Worryingly, this leftism has taken some of the forms of a dogmatic
religion. An example in Australia is called "Acknowledge the country." At
the beginning of any person conversation or workshop must stand up and
say, "I want to stress that this meeting is held on the traditional lands
of indigenous peoples, we pay respect to past old [appropriate tribal
group] and present and celebrate as the oldest continuous culture on
earth. " All human cultures have common ancestors, so that all cultures are
equally old. Aim this at your own risk.
9. The competitiveness and ego

Let's be honest, most people doctorate mainly for the status of being able
to put Dr. in front of their name. Most also like the idea of ​​becoming a
psuedo academic celebrity in their field and their name and picture stamped
on the book covers. Academia is Hollywood for ugly people who love to read.

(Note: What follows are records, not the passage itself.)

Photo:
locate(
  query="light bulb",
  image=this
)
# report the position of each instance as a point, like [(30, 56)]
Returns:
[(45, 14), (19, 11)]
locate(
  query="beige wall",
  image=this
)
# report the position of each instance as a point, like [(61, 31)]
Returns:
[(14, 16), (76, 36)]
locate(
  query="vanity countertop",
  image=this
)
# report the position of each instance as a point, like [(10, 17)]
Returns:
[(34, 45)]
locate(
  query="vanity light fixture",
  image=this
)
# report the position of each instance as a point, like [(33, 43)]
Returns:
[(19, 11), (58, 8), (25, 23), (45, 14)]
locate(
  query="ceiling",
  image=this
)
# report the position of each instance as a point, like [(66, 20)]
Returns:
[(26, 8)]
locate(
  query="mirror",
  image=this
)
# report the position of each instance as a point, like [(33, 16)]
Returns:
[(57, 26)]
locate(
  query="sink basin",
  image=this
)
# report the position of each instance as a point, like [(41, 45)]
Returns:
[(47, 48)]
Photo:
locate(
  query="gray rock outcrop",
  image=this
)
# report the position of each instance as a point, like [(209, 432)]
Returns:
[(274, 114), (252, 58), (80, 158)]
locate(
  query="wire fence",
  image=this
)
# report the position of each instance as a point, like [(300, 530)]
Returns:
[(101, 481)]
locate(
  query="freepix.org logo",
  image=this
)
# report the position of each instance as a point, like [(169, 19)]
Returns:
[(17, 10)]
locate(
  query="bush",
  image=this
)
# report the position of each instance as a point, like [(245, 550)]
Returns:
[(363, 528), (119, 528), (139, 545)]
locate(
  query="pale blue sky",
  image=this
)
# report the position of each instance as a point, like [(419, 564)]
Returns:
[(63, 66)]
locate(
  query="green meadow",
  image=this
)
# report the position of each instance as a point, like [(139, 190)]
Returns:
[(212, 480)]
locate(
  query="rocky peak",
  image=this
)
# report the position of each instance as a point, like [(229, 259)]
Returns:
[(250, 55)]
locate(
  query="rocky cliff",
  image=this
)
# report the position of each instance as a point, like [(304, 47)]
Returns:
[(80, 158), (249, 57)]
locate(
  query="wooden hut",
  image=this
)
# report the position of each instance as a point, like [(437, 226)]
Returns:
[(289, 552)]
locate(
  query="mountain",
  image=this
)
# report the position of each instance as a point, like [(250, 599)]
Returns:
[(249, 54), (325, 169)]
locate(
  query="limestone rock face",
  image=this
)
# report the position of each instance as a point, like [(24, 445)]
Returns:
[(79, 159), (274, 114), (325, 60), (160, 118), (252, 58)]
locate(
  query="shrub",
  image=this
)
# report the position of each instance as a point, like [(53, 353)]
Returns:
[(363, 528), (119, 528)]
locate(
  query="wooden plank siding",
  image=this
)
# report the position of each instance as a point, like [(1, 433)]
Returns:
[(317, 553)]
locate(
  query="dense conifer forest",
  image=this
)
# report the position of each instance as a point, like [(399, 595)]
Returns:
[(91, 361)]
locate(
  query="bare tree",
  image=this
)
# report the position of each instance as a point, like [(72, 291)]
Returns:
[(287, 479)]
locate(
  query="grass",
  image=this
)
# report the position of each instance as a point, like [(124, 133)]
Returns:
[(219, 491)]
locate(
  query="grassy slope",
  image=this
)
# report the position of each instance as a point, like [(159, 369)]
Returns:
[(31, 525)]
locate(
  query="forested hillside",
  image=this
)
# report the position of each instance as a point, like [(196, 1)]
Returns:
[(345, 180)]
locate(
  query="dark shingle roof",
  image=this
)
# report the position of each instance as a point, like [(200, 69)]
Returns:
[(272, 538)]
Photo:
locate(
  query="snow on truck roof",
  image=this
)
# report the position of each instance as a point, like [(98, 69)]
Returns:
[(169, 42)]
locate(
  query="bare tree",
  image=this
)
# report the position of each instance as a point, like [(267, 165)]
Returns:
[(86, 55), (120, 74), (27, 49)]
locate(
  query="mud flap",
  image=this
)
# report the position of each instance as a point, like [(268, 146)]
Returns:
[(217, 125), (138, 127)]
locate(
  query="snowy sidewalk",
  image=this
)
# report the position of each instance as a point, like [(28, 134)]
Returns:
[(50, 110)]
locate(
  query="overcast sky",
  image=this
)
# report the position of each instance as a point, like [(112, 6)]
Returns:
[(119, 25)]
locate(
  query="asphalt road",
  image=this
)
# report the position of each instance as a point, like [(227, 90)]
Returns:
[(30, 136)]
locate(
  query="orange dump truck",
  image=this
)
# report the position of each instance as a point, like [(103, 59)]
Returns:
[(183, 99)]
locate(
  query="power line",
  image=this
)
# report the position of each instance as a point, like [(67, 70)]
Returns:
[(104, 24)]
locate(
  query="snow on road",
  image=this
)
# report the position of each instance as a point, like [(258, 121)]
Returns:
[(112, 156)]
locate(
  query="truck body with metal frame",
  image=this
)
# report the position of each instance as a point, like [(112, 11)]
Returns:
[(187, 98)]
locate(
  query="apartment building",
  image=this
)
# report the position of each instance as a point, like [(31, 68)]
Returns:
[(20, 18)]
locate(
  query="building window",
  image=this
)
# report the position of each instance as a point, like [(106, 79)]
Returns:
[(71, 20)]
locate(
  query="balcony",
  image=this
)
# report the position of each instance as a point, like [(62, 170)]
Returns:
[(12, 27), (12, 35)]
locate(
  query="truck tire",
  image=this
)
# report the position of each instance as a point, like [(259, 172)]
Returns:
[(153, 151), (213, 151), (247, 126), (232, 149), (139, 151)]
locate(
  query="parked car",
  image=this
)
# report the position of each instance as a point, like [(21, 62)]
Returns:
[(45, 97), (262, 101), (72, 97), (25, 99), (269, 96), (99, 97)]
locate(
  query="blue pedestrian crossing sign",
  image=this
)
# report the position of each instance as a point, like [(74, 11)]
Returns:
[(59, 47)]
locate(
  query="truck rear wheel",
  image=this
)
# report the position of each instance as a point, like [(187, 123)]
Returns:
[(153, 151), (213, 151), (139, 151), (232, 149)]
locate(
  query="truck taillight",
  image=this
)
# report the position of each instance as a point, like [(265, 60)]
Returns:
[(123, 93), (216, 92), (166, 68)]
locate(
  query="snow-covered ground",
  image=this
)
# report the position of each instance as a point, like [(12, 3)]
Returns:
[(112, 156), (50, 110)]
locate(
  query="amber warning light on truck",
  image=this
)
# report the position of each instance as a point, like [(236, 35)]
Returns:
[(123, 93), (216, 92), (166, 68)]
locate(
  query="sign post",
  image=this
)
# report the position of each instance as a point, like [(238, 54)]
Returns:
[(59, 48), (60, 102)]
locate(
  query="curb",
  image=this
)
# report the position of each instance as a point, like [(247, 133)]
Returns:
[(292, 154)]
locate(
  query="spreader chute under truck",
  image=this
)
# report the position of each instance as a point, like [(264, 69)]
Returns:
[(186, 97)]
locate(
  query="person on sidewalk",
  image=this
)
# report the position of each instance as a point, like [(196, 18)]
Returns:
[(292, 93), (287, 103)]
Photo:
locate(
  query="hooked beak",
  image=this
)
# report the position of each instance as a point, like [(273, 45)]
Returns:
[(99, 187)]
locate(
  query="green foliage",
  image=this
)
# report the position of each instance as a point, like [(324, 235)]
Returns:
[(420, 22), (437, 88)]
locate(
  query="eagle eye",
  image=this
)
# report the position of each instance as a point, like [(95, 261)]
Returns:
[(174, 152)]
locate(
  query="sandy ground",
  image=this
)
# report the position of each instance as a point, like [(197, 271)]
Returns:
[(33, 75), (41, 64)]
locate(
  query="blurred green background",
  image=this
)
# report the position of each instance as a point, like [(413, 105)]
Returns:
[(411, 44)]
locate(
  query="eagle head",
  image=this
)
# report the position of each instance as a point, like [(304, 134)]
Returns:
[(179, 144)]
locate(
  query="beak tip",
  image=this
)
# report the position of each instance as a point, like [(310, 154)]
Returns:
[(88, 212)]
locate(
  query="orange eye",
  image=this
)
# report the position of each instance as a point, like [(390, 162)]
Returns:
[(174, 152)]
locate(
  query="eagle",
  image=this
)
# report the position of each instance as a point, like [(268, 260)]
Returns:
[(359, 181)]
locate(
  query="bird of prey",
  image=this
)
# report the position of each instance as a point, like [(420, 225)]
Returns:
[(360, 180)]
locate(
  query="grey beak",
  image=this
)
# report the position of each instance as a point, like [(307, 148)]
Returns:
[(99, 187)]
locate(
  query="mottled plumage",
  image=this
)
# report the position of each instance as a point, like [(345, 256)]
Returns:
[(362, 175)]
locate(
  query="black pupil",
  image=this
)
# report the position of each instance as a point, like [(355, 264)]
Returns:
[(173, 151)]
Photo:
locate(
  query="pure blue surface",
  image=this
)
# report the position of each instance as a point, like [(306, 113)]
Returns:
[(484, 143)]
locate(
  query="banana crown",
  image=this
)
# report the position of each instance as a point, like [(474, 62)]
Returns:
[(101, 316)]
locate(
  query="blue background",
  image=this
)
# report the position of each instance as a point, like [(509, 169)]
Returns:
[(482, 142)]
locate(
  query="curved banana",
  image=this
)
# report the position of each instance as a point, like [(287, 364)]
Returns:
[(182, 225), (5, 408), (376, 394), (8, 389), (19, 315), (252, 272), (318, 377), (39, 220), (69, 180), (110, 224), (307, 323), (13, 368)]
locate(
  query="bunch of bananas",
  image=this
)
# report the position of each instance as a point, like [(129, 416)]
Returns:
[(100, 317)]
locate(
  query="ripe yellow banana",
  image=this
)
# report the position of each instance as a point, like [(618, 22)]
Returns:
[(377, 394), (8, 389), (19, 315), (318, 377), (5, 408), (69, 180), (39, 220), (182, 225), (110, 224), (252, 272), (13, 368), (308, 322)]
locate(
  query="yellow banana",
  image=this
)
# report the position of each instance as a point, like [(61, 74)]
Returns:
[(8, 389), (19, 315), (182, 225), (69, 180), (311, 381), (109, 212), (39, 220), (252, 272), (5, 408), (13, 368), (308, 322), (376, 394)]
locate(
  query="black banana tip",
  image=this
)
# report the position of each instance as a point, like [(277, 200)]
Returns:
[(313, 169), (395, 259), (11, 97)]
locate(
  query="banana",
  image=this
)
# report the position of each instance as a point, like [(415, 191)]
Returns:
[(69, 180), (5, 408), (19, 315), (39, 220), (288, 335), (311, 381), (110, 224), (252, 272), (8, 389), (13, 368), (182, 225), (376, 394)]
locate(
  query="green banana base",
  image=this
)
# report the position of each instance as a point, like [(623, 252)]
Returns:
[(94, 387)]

They do not really benefit their research and yet they are very competitive
on who can publish articles in most of the top newspapers, giving papers at
the conference, and end their fastest thesis. Think of a workplace full of
competitive narcissistic feminist women jobs they hate to pay terrible and
knowing that, after four years 96% of them will be fired.
10. Publishing for itself
That's what they make you read in hell.
University research in humanities is almost universally unread. Indeed,
humanities scholars choose subjects boring and irrelevant and because the
publication is mainly as a way to get and keep jobs as academics rather
because the author has something important or useful to say.
Conclusion
If I sound a little bitter, it's because I am. My PhD was a horrible event
and I have not much to show for it. But I take full responsibility for my
choices and # 8212; nobody had a gun to his head. If I'm honest, humanities
academics was the only thing I was good and earning a doctorate was a way
for me to patch my low self-esteem.
On the positive side, I always thought I had the opportunity to do a PhD
and I am not dying to ask. The problem is that I now looked behind the
curtain and realized these disciplines are mostly bullshit. If this is
something you want to do then go ahead, but do your research and get
started with an assessment of the traps. Do not be afraid to leave if
you're miserable. Sometimes quitting takes more courage to continue.